Some documentations come form a single file, or really few files, and you want to be adding links to different parts of it (Methods, Classes etc...) , you can still perform that by checking on some regularities , finding out the regexps , see for instance ./ctags-rules/nodejsdan.ctags
This comes with an increase of complexity in the linking-rules too , as you wont be making your index, but will be relying as well on regularities on the text, yet other regexes which vim has to understand as link_from. ./linking-rules/nodejsdan.vim
These are documents that have been parsed which the author may reserve its rights to be distributed, thus the documents are not been present at the ready-docus
section, but you can process them localy if you own the original resources
- CDP Create https://developer.chrome.com/docs/devtools/
- mongodb
- google-developer
- win-pwsh ,(expand to all windows , make a windows wide Index)
- react-native , need to use JS browser (probably need to index with puppetteer) , in order to get the examples by architecture , on the html tags <textarea> which at the moment are missing
- This is a framework that should act as a template for all the same filetypes It has been adapted, but it is not behaving properly linkFrom to linkTo are not working due to need to modify
export def UpdateTags()
It would need an actual big codebase refactor At the moment just scroll manually
-
As using same framework.sh , the title parsing rules vary among files, the body may too (although is pretty much
pup 'body'
-
Problem with the same .extdan for different files. If syntax highlighting is different (such as book embed different programming languages , you wont be able to do syntax highlight)
- Pending pages like https://learn.microsoft.com/en-us/powershell/module/nettcpip
- Documentation is only for reference items (no tutorials)
- Pending to include api/reference/ items
- Make that upon installation , the script will set on `./autoload/dan.vim` , `var VIMDAN_DIR` as the one on `./vim-dan.sh`
- Filenames that contain * are not parsed properly on the Index Parser
Makeshift solution : batched renamed those files at the end of indexing process , this doesnt have any effect
rename -f "s/ /_/g" ${DOCU_PATH}/downloaded/**/*.*
rename "s/\*/asterisk/g" ${DOCU_PATH}/downloaded/**/*.*
- java-specs , linking not working `E426: Tag not found: 1. Introduction` but selecting the tag manualy works
- tags are not included in the source package of `vim-dan` due to 2 reasons: 1) The actual directory structure of the repository does make it cumbersome implement it. 2) The tags are meant to be updated localy in case you add Highlighting marks ' (X)' on tags , they need to be re-regenerated.

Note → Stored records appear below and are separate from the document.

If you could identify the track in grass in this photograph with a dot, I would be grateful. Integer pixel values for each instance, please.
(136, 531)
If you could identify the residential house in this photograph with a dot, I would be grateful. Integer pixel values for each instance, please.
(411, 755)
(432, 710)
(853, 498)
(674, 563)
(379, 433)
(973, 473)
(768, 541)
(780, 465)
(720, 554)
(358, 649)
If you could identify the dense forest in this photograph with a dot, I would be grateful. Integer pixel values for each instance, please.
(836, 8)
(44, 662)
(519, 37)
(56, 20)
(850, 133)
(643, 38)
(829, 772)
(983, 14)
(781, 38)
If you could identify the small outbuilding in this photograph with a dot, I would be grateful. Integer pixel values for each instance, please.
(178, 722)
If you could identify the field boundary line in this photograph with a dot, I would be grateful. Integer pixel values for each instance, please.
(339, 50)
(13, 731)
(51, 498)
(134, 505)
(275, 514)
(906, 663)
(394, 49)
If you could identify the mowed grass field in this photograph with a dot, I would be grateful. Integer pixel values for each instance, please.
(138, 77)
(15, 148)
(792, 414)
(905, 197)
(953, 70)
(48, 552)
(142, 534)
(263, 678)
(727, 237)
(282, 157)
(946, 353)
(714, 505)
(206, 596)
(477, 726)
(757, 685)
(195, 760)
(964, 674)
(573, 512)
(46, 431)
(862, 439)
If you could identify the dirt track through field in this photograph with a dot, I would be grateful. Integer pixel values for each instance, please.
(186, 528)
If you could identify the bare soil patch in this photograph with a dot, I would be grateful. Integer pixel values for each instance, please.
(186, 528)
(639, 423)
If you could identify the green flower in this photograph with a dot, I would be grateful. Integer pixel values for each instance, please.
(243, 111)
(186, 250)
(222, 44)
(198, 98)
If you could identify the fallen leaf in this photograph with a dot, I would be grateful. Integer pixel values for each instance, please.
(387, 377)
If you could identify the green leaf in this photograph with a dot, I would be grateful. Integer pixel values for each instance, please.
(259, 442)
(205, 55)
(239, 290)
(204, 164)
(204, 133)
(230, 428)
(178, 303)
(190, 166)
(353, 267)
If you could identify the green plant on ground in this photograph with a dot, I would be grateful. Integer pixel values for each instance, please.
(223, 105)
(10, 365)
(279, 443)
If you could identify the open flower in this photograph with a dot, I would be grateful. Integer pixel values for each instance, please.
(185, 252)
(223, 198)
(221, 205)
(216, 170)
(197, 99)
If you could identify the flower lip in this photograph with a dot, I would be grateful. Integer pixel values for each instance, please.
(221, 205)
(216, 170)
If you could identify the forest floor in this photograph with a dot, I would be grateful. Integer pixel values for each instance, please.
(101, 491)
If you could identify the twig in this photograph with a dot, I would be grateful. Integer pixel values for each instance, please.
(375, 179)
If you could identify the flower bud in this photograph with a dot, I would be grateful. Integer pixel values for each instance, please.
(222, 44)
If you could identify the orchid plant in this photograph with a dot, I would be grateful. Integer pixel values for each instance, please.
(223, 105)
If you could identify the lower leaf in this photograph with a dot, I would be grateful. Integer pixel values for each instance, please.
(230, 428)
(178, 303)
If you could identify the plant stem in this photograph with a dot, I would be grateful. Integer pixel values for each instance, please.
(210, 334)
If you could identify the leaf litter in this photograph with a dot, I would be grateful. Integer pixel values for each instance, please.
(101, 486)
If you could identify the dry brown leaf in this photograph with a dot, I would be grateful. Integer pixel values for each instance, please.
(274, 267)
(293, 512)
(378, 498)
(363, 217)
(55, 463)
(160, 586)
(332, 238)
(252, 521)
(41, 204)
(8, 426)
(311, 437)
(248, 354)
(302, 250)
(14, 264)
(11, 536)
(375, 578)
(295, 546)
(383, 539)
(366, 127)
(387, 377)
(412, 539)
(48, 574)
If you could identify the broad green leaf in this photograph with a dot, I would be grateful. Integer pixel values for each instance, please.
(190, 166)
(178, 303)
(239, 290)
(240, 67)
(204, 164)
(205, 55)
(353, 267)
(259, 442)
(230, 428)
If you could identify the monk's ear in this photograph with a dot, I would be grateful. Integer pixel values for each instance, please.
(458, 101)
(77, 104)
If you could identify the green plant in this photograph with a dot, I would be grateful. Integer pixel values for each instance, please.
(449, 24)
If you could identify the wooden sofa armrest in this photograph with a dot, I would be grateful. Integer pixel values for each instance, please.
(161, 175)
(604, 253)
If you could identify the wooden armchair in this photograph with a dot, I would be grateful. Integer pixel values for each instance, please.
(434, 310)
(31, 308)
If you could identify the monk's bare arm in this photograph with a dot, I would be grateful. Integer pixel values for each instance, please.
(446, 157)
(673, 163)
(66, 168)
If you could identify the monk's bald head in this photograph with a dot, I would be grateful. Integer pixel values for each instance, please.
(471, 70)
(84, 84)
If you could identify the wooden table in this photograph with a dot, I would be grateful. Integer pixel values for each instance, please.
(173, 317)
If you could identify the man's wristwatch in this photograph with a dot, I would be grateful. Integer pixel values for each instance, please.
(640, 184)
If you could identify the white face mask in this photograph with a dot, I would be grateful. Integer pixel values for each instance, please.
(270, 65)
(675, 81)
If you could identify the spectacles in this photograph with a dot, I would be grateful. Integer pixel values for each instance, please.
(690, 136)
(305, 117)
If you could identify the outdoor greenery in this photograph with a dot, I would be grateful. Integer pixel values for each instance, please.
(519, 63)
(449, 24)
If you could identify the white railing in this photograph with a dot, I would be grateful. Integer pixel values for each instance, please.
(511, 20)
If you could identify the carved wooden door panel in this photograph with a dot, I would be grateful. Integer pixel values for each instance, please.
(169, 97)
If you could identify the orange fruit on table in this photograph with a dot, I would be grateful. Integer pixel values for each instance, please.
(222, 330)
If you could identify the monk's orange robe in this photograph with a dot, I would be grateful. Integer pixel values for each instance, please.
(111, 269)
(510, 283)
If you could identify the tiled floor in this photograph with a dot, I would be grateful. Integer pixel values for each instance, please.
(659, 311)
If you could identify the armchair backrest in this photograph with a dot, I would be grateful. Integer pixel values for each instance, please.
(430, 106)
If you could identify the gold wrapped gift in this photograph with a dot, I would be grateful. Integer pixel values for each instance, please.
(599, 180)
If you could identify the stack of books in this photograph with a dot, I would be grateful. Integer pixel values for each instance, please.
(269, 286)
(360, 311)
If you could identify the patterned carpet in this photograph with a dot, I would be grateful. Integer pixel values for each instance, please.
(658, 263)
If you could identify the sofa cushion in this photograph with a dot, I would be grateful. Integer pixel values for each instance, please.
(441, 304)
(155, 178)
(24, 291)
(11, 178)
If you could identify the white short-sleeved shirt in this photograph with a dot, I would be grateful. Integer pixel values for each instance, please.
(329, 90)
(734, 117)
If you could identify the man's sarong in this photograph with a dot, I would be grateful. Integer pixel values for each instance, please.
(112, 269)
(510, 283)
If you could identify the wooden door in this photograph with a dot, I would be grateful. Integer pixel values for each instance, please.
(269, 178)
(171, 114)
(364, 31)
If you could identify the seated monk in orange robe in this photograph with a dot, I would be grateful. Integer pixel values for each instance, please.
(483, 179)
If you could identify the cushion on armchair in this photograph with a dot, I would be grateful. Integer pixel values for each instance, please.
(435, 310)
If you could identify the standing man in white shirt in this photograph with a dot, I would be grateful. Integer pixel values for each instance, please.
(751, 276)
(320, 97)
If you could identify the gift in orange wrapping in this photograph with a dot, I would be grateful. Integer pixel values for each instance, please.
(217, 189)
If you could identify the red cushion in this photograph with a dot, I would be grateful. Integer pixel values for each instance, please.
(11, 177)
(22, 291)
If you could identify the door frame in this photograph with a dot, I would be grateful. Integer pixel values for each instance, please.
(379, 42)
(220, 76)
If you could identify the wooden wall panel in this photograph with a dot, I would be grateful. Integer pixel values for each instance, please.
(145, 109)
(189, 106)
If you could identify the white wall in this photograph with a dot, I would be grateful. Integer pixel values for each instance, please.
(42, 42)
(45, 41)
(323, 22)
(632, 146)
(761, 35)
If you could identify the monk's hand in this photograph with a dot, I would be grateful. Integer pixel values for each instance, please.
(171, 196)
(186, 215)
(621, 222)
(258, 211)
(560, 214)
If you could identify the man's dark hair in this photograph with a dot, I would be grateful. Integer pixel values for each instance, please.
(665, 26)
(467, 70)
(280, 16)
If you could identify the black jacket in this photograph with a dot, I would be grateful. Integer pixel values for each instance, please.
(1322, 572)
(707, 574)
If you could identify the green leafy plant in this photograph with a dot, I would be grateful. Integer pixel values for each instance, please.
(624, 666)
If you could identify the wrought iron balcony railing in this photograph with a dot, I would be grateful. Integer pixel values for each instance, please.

- Create other layer of in-line highlighting , appart of (X) , do (K) for a finer more to stand out note for this:
- create its mark mapping (K) (twice press Ctrl + p + p ?)
- create its ctags regex positive lokaround
- create its syntaxs patterns skips
- create its own loc-list mechanisms
- Create an online documentation repository , so it can be easily checked by something like
Simple to use in a one-liner ,
curl https://vim-dan.io/nodejs | vim
It should contain somehow syntax rules, tags and linking rules
- Analogously to the last documentation parsers `./manpagesdeb` , find a way to categorize the files when parsing , doing an associative array for (Topic => File) , then create an Array that for each element (each Topic) is an object that has the actual attributes of the Topic (such as isAMethod , Parentof, ChildOf etc...) , to the documentation can be automatically generated (both index files and content files)
(For this point there may have the need of migrating to an actual programming language such as nodejs)
- Create an ebook (`.epub`, `.pdf` etc...) parser, which will recognise the lines highlighted by the reader and the notes taken.